3. **Real-time Applications**: Use in customer service to filter out spammy inquiries.
## LIBRARIES USED
- **Pandas**: For data manipulation.
- **NLTK**: For natural language processing (tokenization, stopwords, stemming).
- **Scikit-learn**: For model building, evaluation, and vectorization.
- **XGBoost**: For boosting-based classification.
- **Flask**: For creating the API and serving the model.
- **Matplotlib/Seaborn**: For data visualization.
## ADVANTAGES
- **Real-time predictions** for spam classification via the Flask API.
- **Multiple model comparison** to choose the best-performing algorithm.
- **Scalable**: Can be extended to classify emails or other types of messages.
## DISADVANTAGES
- **Imbalanced dataset**: If the dataset is highly imbalanced, some models may perform poorly.
- **Training time**: Training models like **XGBoost** and **Random Forest** can be time-consuming.
## APPLICATIONS
1. **SMS Filtering**: For mobile operators or messaging services to filter spam messages.
2. **Email Filtering**: To block spam emails in email clients like Gmail, Yahoo, etc.
3. **Customer Service**: Spam detection in automated customer support systems.
4. **Social Media**: Detect spam or malicious messages on platforms like Twitter, Facebook, etc.
## RESEARCH
I have researched various spam detection techniques and found that using **TF-IDF** with models like **Multinomial Naive Bayes, Logistic Regression** and **XGBoost** yields great results for spam classification tasks.
I explored using multiple models and evaluated their performance to choose the best approach for this problem.
## SCREENSHOTS
1. **Prediction Interface**:
- **Input 1**: "Congratulations! You've won a free iPhone!"
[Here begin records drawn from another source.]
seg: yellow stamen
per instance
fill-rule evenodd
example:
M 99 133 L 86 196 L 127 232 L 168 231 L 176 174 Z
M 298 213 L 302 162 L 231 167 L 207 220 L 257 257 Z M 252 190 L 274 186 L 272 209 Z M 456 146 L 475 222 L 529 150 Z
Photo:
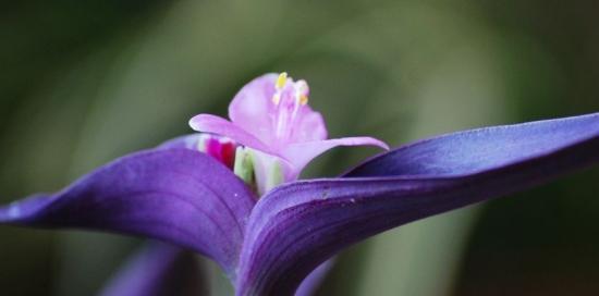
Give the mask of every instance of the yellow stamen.
M 281 89 L 285 86 L 285 83 L 288 82 L 288 73 L 283 72 L 279 74 L 279 78 L 277 78 L 277 83 L 274 84 L 274 87 L 278 89 Z
M 308 103 L 308 96 L 306 96 L 306 95 L 300 96 L 300 103 L 301 103 L 302 106 Z

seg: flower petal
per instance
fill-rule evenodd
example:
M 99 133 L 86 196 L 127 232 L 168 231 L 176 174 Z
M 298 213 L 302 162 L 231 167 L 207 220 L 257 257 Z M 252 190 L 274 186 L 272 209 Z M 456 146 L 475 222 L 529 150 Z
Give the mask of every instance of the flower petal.
M 150 150 L 103 165 L 57 194 L 0 208 L 0 223 L 142 235 L 215 259 L 233 276 L 254 197 L 217 160 Z
M 300 173 L 313 159 L 338 146 L 378 146 L 389 149 L 387 144 L 371 137 L 346 137 L 337 139 L 315 140 L 289 145 L 282 152 L 292 164 L 295 173 Z
M 199 262 L 181 248 L 151 243 L 110 280 L 101 296 L 203 295 Z
M 254 208 L 237 295 L 292 295 L 360 239 L 599 162 L 599 113 L 441 136 L 380 155 L 337 180 L 282 185 Z
M 272 143 L 274 135 L 272 116 L 276 106 L 271 99 L 278 76 L 269 73 L 253 79 L 242 87 L 229 104 L 231 121 L 264 143 Z
M 333 268 L 334 264 L 334 258 L 329 259 L 325 261 L 325 263 L 318 266 L 315 270 L 302 281 L 300 286 L 297 287 L 297 291 L 295 291 L 295 296 L 310 296 L 314 295 L 318 288 L 320 287 L 320 284 L 322 284 L 322 281 L 325 281 L 325 278 L 329 273 L 329 271 Z
M 197 132 L 212 133 L 219 136 L 224 136 L 256 150 L 277 155 L 260 139 L 223 118 L 211 114 L 195 115 L 192 120 L 190 120 L 190 126 Z

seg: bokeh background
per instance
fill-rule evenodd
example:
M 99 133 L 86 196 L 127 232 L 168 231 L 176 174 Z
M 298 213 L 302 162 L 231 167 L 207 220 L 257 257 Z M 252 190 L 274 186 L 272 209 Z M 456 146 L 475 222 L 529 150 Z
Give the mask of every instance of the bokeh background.
M 225 114 L 246 82 L 308 81 L 330 134 L 392 146 L 599 110 L 599 2 L 13 1 L 0 10 L 0 201 Z M 305 177 L 376 150 L 338 149 Z M 383 233 L 320 295 L 597 295 L 599 170 Z M 0 226 L 2 295 L 94 295 L 140 239 Z M 212 291 L 230 287 L 216 268 Z M 215 294 L 216 295 L 216 294 Z

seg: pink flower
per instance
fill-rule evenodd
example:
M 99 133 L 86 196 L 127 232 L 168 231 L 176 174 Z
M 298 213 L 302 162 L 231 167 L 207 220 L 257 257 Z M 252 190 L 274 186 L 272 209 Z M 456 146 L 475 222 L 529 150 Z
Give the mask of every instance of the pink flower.
M 268 175 L 280 165 L 283 182 L 296 180 L 310 160 L 337 146 L 389 147 L 371 137 L 327 139 L 322 115 L 308 106 L 308 84 L 286 73 L 266 74 L 245 85 L 225 119 L 199 114 L 192 128 L 229 137 L 250 148 L 258 192 L 269 189 Z M 277 184 L 274 184 L 277 185 Z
- **Input 2**: "Hey, are we still on for dinner tomorrow?"

2. **Model Evaluation**:

## CONCLUSION
This project successfully builds and deploys a **spam classification model** using multiple machine learning algorithms, evaluated through performance metrics, and deployed via **Flask** on **Render**. The **Multinomial Naive Bayes** ensures a higher F1-Score amongest the models. The real-time API implementation allows for efficient and easy deployment for production environments.
## REFERENCES
1. **Scikit-learn Documentation**: https://scikit-learn.org/stable/
2. **NLTK Documentation**: https://www.nltk.org/
3. **Kaggle Dataset**: https://www.kaggle.com/datasets/uciml/sms-spam-collection-dataset
4. **Flask Documentation**: https://flask.palletsprojects.com/
## YOUR NAME
ROHIT R DUSANE
GitHub: ['MY GITHUB'](https://github.com/RohitDusane)
## DISCLAIMER, IF ANY
This project is for educational purposes only. The model is based on the **SMS Spam Collection Dataset**, which may not reflect real-world spam classification challenges in production systems.